Assumptions made when grading
For terms “INR, High”, “PT, High” and “PTT, High”, the criteria is based on subjects “not on anticoagulation therapy”, this is captured in COMMENT field.
Similarly, for terms “Absolute CD4+ Count, Low” and “Absolute Lymphocyte Count, Low”, the criteria is based on subjects “not HIV infected”, this is captured in COMMENT field.
For term “Acidosis”, “Alkalosis” and “Direct Bilirubin, High (> 28 days of age)”, {admiral} grades as high as possible, so assumes worst case and subject has “life-threatening consequences”. This is captured in COMMENT field.

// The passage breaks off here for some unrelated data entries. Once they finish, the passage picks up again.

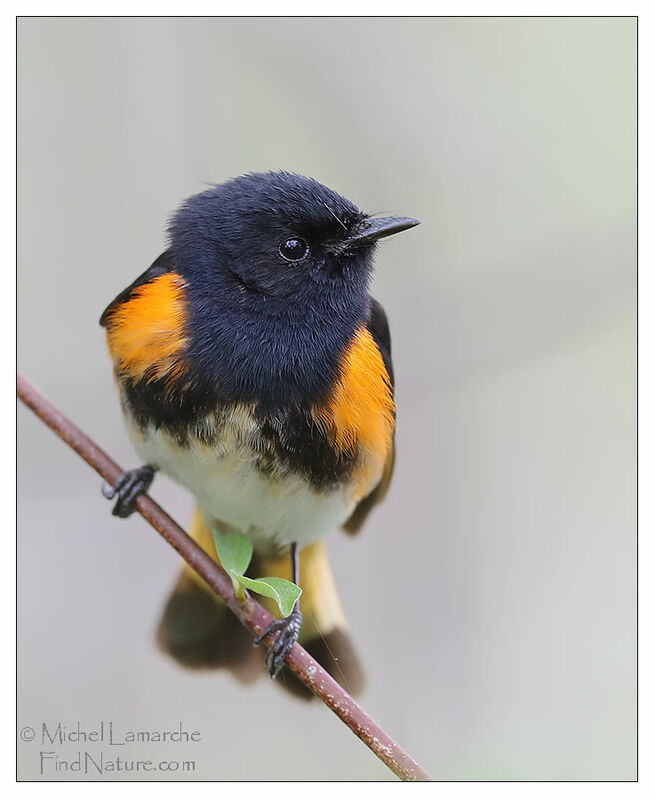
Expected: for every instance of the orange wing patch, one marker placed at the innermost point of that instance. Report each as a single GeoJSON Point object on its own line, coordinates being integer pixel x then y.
{"type": "Point", "coordinates": [146, 333]}
{"type": "Point", "coordinates": [359, 413]}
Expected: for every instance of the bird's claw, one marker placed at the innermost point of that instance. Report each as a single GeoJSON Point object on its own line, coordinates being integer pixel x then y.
{"type": "Point", "coordinates": [287, 630]}
{"type": "Point", "coordinates": [127, 488]}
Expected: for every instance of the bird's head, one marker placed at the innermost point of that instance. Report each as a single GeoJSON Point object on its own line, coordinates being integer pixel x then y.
{"type": "Point", "coordinates": [276, 237]}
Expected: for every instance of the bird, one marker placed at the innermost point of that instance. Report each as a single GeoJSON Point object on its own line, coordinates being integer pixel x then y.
{"type": "Point", "coordinates": [254, 368]}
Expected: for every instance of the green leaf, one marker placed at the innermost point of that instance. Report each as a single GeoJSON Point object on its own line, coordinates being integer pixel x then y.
{"type": "Point", "coordinates": [234, 551]}
{"type": "Point", "coordinates": [282, 591]}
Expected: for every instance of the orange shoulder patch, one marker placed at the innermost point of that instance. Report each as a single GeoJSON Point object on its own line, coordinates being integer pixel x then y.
{"type": "Point", "coordinates": [146, 333]}
{"type": "Point", "coordinates": [359, 413]}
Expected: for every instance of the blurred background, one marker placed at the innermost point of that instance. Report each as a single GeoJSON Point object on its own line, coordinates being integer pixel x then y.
{"type": "Point", "coordinates": [492, 596]}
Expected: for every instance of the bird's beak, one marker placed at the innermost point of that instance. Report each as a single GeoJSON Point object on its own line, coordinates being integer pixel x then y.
{"type": "Point", "coordinates": [371, 230]}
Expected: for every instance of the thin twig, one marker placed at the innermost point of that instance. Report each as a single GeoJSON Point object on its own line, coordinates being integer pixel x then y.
{"type": "Point", "coordinates": [251, 614]}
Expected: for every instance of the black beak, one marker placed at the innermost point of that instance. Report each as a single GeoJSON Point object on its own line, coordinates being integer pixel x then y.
{"type": "Point", "coordinates": [371, 230]}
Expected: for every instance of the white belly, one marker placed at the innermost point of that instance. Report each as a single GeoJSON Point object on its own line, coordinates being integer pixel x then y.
{"type": "Point", "coordinates": [273, 510]}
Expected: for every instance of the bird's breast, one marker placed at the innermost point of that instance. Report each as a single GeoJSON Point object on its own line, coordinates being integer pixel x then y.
{"type": "Point", "coordinates": [286, 475]}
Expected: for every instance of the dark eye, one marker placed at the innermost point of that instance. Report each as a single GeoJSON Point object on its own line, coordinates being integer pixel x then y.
{"type": "Point", "coordinates": [294, 249]}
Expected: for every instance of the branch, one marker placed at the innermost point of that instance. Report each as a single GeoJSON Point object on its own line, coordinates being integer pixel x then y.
{"type": "Point", "coordinates": [251, 614]}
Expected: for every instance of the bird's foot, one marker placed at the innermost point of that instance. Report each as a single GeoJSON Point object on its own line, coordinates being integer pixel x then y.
{"type": "Point", "coordinates": [127, 488]}
{"type": "Point", "coordinates": [287, 630]}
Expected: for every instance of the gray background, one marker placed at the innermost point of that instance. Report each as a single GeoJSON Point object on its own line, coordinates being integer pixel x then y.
{"type": "Point", "coordinates": [493, 595]}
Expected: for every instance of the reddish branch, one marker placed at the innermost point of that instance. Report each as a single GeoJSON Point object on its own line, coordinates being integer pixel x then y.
{"type": "Point", "coordinates": [250, 613]}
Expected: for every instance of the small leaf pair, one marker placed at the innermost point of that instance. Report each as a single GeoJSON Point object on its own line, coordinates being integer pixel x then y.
{"type": "Point", "coordinates": [234, 552]}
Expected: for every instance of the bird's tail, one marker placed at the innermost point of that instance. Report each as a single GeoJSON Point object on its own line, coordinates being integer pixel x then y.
{"type": "Point", "coordinates": [198, 631]}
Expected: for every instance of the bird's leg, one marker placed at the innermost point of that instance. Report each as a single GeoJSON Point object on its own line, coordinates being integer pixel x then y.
{"type": "Point", "coordinates": [287, 628]}
{"type": "Point", "coordinates": [127, 488]}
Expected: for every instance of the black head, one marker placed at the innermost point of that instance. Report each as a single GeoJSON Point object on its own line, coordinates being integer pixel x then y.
{"type": "Point", "coordinates": [277, 235]}
{"type": "Point", "coordinates": [277, 269]}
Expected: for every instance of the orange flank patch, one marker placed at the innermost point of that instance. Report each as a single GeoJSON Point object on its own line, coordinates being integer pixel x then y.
{"type": "Point", "coordinates": [359, 413]}
{"type": "Point", "coordinates": [146, 333]}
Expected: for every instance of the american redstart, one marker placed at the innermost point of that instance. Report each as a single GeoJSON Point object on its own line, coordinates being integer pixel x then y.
{"type": "Point", "coordinates": [254, 368]}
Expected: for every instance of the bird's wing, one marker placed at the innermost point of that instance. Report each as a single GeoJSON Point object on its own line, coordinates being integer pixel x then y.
{"type": "Point", "coordinates": [161, 266]}
{"type": "Point", "coordinates": [378, 327]}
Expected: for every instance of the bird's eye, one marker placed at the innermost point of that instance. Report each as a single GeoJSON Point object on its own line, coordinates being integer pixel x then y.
{"type": "Point", "coordinates": [294, 249]}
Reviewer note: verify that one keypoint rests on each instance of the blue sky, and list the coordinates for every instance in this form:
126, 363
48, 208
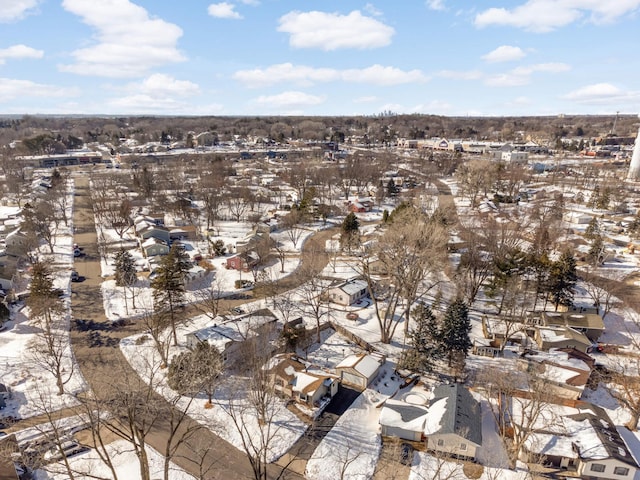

Similarly, for term “Lactate, High”, {admiral} only grade 1 and
2, and there is the following criteria:
admiral assumed worst case and assume “without
acidosis”. The decision made was put in the COMMENT
field.
For TERM “Direct Bilirubin, High (<= 28 days of age)” and “Uric Acid, High” the criteria is not given in SI unit. The conversion to SI unit is in the comment field.
Conclusion
With NCI-CTCAEv4, NCI-CTCAEv5 and DAIDS grading now implemented, {admiral} may look to implement other industry standard grading criteria. Providing tools for users to easily interact with the metadata to update criteria, based on their companies needs will also be looked at. Ideally, users should be able to create their own metadata for company specific grading schemes.